So wie der script jetzt ist werden die letzten 100 Contenteinträge 
"IF ("$row[content_option]" == "4" and "$row[content_status]" == "1")" die den Status 1 also download haben ausgelesen.

In meiner  DB "$row[content_time]"  habe ich die Binäre Zeit des eintelldatums stehen. 

Diese kann ich umwandeln. Und zwar so: 
date('d.m. - H:i:s',$row[cintent_time])

So, das Problem ist das ich jetzt 
1. Die jetztige Zeit so auslesen möchte.
2. den Monatstag (akuelle Zeit) eine Variable zuweisen möchte.
3. den Monatstag (DB Zeit). eine andere Variable.
4. Dann sollte ich das ganze im IF satz mit and..... erweitern.

Somit würden eben die Files today ausgegeben werden.
Jedoch habe ich eben das Problem das ich nicht weis wie ich der aktuellen Zeit dem Monatstag eine Variable zuweisen soll. Ebenfalls nicht wie ich dem DB TAg eine Variable zuweisen soll. Und wie soll ich die 2 vergleichen?

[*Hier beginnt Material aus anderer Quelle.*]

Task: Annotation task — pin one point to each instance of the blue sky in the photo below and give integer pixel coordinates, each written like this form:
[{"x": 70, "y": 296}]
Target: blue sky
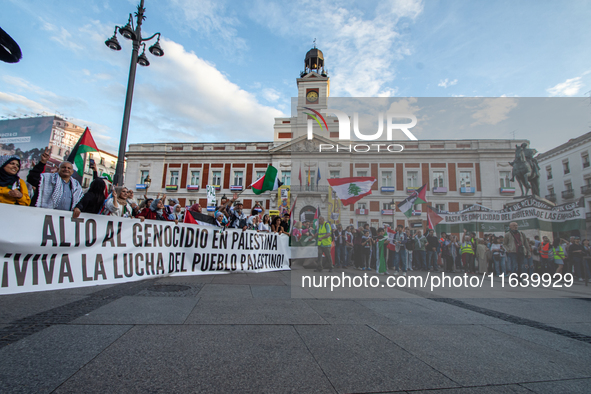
[{"x": 230, "y": 66}]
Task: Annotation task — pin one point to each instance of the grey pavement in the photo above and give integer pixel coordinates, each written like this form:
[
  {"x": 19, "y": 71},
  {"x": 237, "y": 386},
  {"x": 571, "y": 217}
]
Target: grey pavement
[{"x": 256, "y": 333}]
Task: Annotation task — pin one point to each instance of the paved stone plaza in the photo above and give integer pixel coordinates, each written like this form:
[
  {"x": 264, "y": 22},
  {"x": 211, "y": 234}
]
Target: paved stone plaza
[{"x": 245, "y": 333}]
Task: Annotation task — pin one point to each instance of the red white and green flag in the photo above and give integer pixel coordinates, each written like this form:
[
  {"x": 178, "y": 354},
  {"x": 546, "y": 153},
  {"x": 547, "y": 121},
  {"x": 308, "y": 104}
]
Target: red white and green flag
[
  {"x": 351, "y": 190},
  {"x": 268, "y": 182},
  {"x": 417, "y": 197},
  {"x": 84, "y": 145}
]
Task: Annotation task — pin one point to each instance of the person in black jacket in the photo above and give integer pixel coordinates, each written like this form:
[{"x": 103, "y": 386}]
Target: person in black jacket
[{"x": 93, "y": 200}]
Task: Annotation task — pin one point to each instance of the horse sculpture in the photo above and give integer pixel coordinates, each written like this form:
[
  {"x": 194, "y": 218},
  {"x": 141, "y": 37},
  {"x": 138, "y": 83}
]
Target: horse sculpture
[{"x": 526, "y": 171}]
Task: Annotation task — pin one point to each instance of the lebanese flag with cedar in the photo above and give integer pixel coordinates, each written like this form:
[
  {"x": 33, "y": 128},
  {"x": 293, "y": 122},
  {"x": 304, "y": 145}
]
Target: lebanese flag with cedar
[{"x": 351, "y": 190}]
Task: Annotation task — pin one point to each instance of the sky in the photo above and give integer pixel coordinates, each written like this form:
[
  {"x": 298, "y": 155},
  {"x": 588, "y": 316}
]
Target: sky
[{"x": 230, "y": 67}]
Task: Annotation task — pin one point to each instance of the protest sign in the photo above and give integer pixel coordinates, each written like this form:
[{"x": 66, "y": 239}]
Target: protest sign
[{"x": 42, "y": 249}]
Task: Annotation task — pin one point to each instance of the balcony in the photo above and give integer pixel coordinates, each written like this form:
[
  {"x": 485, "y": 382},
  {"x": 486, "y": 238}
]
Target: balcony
[
  {"x": 551, "y": 197},
  {"x": 568, "y": 194},
  {"x": 308, "y": 189},
  {"x": 507, "y": 190}
]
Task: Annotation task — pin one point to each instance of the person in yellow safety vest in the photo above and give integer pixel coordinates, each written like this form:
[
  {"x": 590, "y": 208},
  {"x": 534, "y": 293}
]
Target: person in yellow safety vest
[
  {"x": 558, "y": 256},
  {"x": 467, "y": 252},
  {"x": 324, "y": 243}
]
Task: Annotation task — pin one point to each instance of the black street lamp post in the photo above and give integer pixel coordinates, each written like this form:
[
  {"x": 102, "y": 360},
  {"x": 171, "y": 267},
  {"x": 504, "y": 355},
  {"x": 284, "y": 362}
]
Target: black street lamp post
[{"x": 135, "y": 35}]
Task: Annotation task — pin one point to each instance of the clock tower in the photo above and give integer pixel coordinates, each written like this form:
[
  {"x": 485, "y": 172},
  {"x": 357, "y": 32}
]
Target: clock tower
[{"x": 313, "y": 91}]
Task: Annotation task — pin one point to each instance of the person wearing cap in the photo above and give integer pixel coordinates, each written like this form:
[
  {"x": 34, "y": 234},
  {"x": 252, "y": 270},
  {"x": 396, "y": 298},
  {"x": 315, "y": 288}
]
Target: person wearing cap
[
  {"x": 237, "y": 216},
  {"x": 13, "y": 190}
]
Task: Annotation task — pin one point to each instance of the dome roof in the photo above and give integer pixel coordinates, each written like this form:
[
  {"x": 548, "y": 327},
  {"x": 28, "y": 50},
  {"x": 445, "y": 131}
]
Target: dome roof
[{"x": 315, "y": 52}]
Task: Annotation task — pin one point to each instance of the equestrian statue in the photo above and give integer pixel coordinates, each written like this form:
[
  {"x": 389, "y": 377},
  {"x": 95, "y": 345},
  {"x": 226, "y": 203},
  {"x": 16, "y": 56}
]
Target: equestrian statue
[{"x": 526, "y": 170}]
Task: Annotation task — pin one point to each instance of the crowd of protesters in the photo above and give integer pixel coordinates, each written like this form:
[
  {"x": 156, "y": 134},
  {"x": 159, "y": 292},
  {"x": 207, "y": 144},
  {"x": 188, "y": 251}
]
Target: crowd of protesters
[
  {"x": 365, "y": 248},
  {"x": 412, "y": 250},
  {"x": 61, "y": 191}
]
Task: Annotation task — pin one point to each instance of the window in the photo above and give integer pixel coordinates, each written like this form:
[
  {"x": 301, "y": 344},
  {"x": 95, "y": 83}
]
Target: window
[
  {"x": 387, "y": 178},
  {"x": 286, "y": 177},
  {"x": 310, "y": 173},
  {"x": 505, "y": 177},
  {"x": 143, "y": 176},
  {"x": 216, "y": 178},
  {"x": 585, "y": 157},
  {"x": 465, "y": 179},
  {"x": 237, "y": 178},
  {"x": 174, "y": 178},
  {"x": 412, "y": 179},
  {"x": 438, "y": 177},
  {"x": 195, "y": 178}
]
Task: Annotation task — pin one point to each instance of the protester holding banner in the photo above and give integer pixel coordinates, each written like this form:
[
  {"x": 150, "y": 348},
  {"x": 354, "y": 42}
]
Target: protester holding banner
[
  {"x": 155, "y": 212},
  {"x": 59, "y": 190},
  {"x": 34, "y": 176},
  {"x": 324, "y": 243},
  {"x": 117, "y": 205},
  {"x": 13, "y": 190},
  {"x": 93, "y": 200},
  {"x": 517, "y": 248}
]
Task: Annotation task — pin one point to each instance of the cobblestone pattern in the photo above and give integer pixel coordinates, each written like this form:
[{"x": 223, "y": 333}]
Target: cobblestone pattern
[{"x": 64, "y": 314}]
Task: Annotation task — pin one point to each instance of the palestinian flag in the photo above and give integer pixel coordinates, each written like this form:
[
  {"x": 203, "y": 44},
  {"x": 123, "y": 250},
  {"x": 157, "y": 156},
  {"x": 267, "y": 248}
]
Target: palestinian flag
[
  {"x": 417, "y": 197},
  {"x": 433, "y": 218},
  {"x": 84, "y": 145},
  {"x": 199, "y": 219},
  {"x": 351, "y": 190},
  {"x": 268, "y": 182}
]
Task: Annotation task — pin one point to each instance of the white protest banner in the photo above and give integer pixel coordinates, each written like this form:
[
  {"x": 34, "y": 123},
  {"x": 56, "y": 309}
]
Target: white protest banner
[
  {"x": 42, "y": 249},
  {"x": 529, "y": 213}
]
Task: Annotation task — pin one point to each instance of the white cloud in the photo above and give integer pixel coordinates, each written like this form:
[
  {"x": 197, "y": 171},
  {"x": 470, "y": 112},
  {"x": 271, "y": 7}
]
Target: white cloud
[
  {"x": 493, "y": 110},
  {"x": 193, "y": 101},
  {"x": 570, "y": 87},
  {"x": 445, "y": 83},
  {"x": 211, "y": 19},
  {"x": 360, "y": 50},
  {"x": 271, "y": 94}
]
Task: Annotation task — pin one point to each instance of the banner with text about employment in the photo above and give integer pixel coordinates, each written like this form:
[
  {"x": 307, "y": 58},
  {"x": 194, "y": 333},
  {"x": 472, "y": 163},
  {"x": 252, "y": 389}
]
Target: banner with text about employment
[
  {"x": 42, "y": 249},
  {"x": 529, "y": 214}
]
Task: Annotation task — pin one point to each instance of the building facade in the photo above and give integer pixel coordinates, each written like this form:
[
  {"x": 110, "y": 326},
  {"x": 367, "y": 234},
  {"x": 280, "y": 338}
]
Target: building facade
[
  {"x": 458, "y": 173},
  {"x": 565, "y": 174}
]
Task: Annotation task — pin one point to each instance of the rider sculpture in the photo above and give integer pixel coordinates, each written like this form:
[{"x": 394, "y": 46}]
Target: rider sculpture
[{"x": 526, "y": 169}]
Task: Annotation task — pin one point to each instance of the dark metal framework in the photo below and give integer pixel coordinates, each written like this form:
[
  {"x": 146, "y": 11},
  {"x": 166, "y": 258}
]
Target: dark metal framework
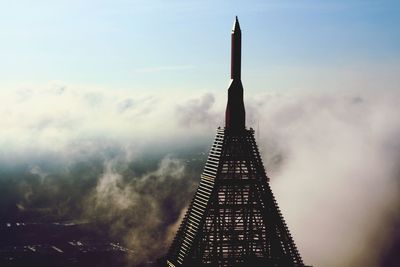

Den rest hab ich sonst gut hinbekommen.

Einen Dank an alle die sich die Mühe machen zu helfen. 

Gruss!


----------



## rootssw (10. Februar 2004)

Hallo!

Also, mal zusammenfassen:
Du möchtest:
- Das Datum, an dem das Script aufgerufen wird
- Den Tag des Monats, an dem das Script aufgerufen wird
- Den Tag des Monats, des Datenbankeintrages

auslesen, um diese zu vergleichen (es sollen nur die Datensätze angezeigt werden, die von "heute" sind).
Und das vergleichen willst du dann in einer if-Abfrage durchführen.
Ich hoffe, ich hab' die Situation richtig verstanden?!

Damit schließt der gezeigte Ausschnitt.